When market access realities crimp a drug’s true value

A recent paper suggests that incorporating the real-world realities that keep drugs from patients should be included in a drug’s pricing assessment
While this recent article tackles the increased use of health equity as a factor for market access and acceptance for NICE, a recent paper from Health Affairs discusses the need for evaluating health system complexities when evaluating a drug’s value.
The article states: “Drug value assessments generally fail to account for the complexities of health care systems and thus can misinform price negotiations and lead to overly restrictive access policies.”

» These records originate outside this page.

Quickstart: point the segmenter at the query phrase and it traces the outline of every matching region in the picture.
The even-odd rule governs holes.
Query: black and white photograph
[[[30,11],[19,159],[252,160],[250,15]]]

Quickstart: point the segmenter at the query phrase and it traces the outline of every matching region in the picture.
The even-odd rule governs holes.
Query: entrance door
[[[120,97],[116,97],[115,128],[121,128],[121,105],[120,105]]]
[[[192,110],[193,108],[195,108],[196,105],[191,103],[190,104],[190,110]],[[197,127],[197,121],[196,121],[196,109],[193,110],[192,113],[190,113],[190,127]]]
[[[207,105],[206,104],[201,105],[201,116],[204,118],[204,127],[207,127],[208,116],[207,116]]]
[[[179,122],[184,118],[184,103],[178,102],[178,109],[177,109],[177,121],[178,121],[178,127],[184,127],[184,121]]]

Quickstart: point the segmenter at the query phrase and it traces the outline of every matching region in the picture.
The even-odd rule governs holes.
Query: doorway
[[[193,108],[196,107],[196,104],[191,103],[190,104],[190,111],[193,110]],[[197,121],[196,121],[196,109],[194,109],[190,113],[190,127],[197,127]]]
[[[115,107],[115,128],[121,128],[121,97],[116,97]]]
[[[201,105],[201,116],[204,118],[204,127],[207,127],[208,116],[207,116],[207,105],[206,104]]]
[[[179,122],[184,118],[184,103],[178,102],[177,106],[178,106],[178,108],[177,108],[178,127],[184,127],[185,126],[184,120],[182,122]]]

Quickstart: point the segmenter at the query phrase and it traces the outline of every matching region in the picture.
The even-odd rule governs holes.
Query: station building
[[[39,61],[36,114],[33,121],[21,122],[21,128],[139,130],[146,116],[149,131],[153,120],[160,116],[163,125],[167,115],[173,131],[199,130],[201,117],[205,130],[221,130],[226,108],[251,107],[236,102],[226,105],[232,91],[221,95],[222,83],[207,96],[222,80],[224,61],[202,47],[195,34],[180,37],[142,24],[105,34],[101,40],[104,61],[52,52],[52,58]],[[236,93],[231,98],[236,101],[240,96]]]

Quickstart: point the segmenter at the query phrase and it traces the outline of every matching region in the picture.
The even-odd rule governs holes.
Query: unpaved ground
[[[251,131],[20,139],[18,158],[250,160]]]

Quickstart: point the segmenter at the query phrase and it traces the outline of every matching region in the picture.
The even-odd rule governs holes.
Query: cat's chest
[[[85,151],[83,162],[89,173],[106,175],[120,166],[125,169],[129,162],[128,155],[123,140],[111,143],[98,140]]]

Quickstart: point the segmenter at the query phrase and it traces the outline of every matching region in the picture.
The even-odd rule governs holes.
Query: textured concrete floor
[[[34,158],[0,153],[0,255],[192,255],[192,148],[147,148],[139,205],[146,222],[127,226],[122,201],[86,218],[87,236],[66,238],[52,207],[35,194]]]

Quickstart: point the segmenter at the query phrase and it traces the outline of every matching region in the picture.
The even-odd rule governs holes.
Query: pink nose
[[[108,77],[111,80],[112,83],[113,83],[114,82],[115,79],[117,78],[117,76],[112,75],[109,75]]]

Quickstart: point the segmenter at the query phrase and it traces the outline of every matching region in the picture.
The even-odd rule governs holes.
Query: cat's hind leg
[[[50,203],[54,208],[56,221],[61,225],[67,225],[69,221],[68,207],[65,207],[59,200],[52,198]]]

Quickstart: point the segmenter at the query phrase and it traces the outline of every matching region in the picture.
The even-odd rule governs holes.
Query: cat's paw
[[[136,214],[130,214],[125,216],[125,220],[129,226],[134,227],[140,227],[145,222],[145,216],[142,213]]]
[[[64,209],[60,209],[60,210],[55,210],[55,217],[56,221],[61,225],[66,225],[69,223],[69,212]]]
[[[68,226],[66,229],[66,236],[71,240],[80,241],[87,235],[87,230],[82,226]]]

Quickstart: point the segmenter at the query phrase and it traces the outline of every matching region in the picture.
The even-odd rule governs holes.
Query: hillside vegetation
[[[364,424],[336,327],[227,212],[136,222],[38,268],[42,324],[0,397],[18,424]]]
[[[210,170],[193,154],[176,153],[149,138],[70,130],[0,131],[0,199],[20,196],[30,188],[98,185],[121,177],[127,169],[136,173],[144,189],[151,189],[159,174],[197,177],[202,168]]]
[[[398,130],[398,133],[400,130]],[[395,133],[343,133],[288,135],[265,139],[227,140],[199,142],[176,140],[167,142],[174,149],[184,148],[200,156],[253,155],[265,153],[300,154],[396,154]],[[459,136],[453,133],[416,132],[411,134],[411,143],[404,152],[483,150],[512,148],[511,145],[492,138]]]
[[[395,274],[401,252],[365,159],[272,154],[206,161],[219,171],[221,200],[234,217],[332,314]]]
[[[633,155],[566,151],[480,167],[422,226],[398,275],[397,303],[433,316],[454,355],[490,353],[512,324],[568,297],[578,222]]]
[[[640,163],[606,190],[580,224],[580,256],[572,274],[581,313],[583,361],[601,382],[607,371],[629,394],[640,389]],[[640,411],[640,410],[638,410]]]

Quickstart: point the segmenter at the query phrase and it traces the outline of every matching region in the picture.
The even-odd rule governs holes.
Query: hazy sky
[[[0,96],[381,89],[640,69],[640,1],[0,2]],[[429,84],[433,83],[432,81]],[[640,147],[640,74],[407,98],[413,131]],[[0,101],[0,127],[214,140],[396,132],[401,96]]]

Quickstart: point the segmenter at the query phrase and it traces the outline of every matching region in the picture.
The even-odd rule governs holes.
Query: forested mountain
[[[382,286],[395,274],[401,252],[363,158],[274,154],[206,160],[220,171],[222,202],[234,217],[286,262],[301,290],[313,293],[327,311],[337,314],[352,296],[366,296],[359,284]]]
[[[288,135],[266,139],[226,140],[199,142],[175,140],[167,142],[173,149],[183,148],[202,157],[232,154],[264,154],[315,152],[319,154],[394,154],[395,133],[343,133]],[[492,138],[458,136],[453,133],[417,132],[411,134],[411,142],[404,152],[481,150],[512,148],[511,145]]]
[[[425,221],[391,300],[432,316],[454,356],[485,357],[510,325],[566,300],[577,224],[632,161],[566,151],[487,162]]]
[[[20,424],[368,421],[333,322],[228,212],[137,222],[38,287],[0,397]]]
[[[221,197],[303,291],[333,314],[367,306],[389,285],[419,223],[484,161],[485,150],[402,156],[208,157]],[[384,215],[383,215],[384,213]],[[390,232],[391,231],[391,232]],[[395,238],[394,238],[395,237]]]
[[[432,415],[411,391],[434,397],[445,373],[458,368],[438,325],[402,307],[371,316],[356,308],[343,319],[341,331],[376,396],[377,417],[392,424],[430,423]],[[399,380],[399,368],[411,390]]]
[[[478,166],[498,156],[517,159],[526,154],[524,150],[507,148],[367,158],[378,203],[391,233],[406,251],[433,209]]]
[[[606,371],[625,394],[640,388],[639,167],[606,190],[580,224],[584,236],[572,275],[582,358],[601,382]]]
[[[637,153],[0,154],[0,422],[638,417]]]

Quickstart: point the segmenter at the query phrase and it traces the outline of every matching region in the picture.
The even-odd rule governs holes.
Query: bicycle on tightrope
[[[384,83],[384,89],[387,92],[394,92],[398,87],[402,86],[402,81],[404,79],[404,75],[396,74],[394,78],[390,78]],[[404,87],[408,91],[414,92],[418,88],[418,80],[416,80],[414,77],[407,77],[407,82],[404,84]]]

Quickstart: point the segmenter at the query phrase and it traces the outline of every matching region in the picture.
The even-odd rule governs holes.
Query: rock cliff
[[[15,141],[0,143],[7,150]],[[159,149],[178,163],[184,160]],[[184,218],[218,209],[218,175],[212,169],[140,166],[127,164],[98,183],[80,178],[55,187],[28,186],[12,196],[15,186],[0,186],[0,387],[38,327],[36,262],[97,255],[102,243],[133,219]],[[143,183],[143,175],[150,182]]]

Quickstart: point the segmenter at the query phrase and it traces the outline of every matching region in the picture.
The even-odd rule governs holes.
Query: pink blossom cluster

The authors cite many articles, some decades old, and suggest this a problem that has been discussed, but left behind. In fact, it reiterates the importance of the 2012 SIMULATE ISPOR Good Practices Task Force that recommended enhancing health technology assessments (HTAs) by using dynamic simulation modeling that would capture the factors that address the mismatch between medication value and marketplace realities. Those realities that aren’t captured in drug value assessments include the following:
- Heterogeneity of response
- Reimbursement challenges, which includes the ability to manage short-term budget impacts on more curative and expensive treatments.
- Policy constraints, here again as an example of Medicaid coverage being limited or denied for expensive cell and gene therapies.
- Geographic location, for example rare disease treatments that are available in relatively few places.